Accounting Network Moore Stephens has released a report stating that the average shipping confidence level rose from 5.4 in August 2016 to 5.6 out of 10.0 in November 2016. This is the highest rating since August 2015.
All main categories of respondent were more confident than in August 2016, when the overall rating was 5.4. The report also revealed that confidence was up in Asia, from 5.5 to 5.7, in Europe from 5.2 to 5.4, and in North America from 5.8 to 5.9. Interestingly, charterers' confidence attained a notable growth, rising two points to 6.8. This marks the highest figure for such respondents since the survey was initiated in May 2008.

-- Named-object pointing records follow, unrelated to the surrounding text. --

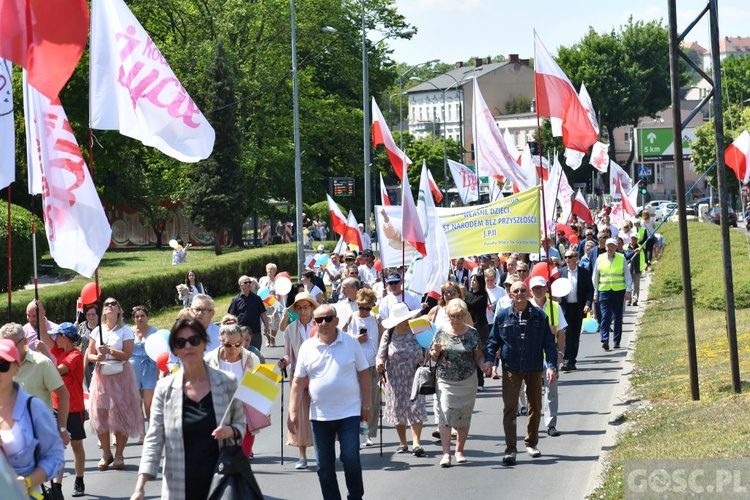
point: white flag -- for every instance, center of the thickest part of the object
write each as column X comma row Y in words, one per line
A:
column 465, row 180
column 77, row 228
column 7, row 129
column 133, row 89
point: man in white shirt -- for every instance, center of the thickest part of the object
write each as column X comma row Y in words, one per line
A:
column 339, row 386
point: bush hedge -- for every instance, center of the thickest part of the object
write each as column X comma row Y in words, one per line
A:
column 21, row 255
column 157, row 289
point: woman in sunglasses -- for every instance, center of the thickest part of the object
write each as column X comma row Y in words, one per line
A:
column 233, row 358
column 113, row 396
column 189, row 419
column 364, row 327
column 26, row 425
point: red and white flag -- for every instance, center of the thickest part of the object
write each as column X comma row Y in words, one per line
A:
column 7, row 127
column 491, row 151
column 77, row 228
column 384, row 199
column 436, row 194
column 411, row 229
column 580, row 209
column 46, row 38
column 557, row 98
column 465, row 180
column 133, row 89
column 338, row 221
column 736, row 156
column 381, row 135
column 352, row 236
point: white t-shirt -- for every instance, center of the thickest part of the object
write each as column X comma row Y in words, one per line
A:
column 334, row 378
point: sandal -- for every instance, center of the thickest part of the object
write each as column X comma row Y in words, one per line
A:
column 104, row 463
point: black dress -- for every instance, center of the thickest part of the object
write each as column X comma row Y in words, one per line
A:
column 201, row 449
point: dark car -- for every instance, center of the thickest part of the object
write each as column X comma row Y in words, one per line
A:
column 715, row 216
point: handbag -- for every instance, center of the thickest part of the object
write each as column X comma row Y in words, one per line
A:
column 111, row 367
column 46, row 492
column 233, row 477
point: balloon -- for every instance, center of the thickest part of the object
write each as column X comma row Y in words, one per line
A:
column 90, row 293
column 162, row 361
column 425, row 338
column 561, row 287
column 283, row 285
column 590, row 325
column 157, row 343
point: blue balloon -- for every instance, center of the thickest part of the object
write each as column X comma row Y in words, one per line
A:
column 425, row 338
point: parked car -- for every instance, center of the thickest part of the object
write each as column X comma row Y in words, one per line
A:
column 715, row 216
column 690, row 215
column 663, row 210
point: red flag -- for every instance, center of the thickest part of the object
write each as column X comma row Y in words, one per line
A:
column 338, row 221
column 557, row 98
column 736, row 156
column 45, row 37
column 580, row 209
column 433, row 187
column 381, row 135
column 384, row 199
column 411, row 229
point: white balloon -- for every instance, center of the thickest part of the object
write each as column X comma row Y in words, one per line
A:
column 283, row 285
column 561, row 287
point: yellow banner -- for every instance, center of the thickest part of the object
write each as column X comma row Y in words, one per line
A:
column 508, row 225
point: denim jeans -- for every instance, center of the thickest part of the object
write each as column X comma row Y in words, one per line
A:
column 324, row 437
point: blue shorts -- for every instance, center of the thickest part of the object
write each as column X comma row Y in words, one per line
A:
column 146, row 373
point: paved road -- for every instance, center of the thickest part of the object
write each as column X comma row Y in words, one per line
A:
column 566, row 470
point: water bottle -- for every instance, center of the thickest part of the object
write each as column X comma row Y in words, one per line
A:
column 364, row 431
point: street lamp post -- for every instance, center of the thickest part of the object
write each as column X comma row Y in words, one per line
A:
column 366, row 104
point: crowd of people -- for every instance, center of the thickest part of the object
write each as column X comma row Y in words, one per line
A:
column 345, row 334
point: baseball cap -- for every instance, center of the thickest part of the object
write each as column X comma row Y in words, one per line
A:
column 8, row 351
column 68, row 329
column 537, row 281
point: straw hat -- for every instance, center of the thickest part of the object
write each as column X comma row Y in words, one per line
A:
column 399, row 313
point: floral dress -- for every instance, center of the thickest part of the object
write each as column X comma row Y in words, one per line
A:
column 402, row 355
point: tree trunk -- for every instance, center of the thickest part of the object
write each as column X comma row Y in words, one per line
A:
column 217, row 242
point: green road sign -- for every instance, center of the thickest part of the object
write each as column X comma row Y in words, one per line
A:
column 657, row 144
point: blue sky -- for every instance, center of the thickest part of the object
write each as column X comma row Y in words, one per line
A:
column 453, row 30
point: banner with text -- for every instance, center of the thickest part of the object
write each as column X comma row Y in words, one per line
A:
column 507, row 225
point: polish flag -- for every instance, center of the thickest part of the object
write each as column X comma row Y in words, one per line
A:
column 580, row 209
column 557, row 98
column 352, row 236
column 381, row 135
column 437, row 195
column 384, row 199
column 46, row 38
column 77, row 228
column 736, row 155
column 338, row 221
column 133, row 89
column 411, row 229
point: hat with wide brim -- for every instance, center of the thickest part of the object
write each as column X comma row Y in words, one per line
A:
column 399, row 313
column 304, row 296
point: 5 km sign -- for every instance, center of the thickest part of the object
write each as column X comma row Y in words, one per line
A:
column 657, row 144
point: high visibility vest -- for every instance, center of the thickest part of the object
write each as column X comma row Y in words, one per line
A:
column 611, row 274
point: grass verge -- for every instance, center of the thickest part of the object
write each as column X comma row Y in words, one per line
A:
column 666, row 423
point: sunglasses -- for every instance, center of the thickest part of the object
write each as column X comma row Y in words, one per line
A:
column 181, row 342
column 327, row 319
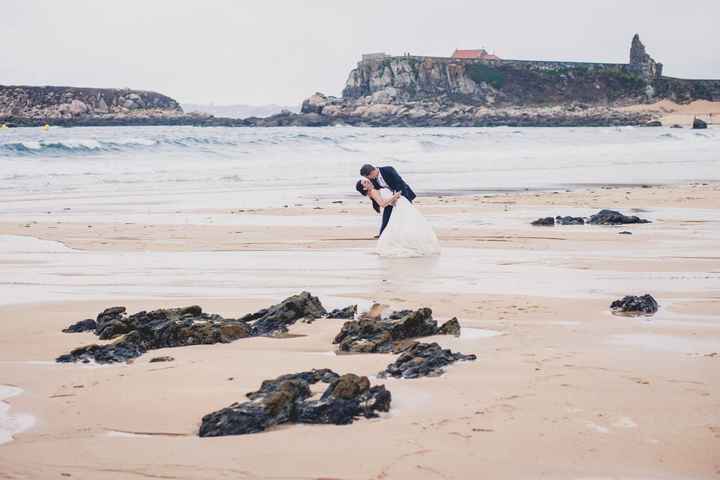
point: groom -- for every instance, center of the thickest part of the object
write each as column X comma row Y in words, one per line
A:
column 387, row 177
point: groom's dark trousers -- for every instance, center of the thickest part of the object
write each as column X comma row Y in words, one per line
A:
column 396, row 184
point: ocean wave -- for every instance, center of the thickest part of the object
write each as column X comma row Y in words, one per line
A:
column 67, row 147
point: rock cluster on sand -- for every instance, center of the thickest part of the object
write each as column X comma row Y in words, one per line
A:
column 81, row 326
column 288, row 399
column 422, row 360
column 699, row 124
column 612, row 217
column 347, row 313
column 638, row 305
column 176, row 327
column 380, row 335
column 276, row 318
column 603, row 217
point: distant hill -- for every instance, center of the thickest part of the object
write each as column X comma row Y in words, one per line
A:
column 238, row 111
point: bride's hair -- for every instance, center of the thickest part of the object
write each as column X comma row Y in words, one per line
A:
column 361, row 188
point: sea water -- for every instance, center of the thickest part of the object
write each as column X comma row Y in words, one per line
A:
column 106, row 173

A number of respondents felt that the bottom of the cycle had been reached and that the only way was up. Particular concern was expressed about overtonnaging, insufficient recycling, and the cost of regulatory compliance. One respondent noted, “The oversupply of tonnage will cease when the banks write down bad loans and force owners to sell for scrap,” while another said, “The weak or unlucky will fold or be gobbled up, while the strong or the lucky will grow and succeed.”
It is believed that competition is likely to influence performance the most over the next 12 month period.
Richard Greiner, Moore Stephens Partner, Shipping & Transport, said “Despite overtonnaging, weak freight rates, declining demand, insufficient recycling, Brexit, Syria, Trump, despite everything, shipping is still looking up, rather than down,” “This is not to deny the reality of today's difficult market, or the sluggish economic climate. But it does say much for the strength of shipping's backbone and the quality of its mettle.”
Greiner went on to say “This is not to deny the reality of today's difficult market, or the sluggish economic climate. But it does say much for the strength of shipping's backbone and the quality of its mettle.
This increase marks successive shipping confidence increases after May 2016 also saw a rise.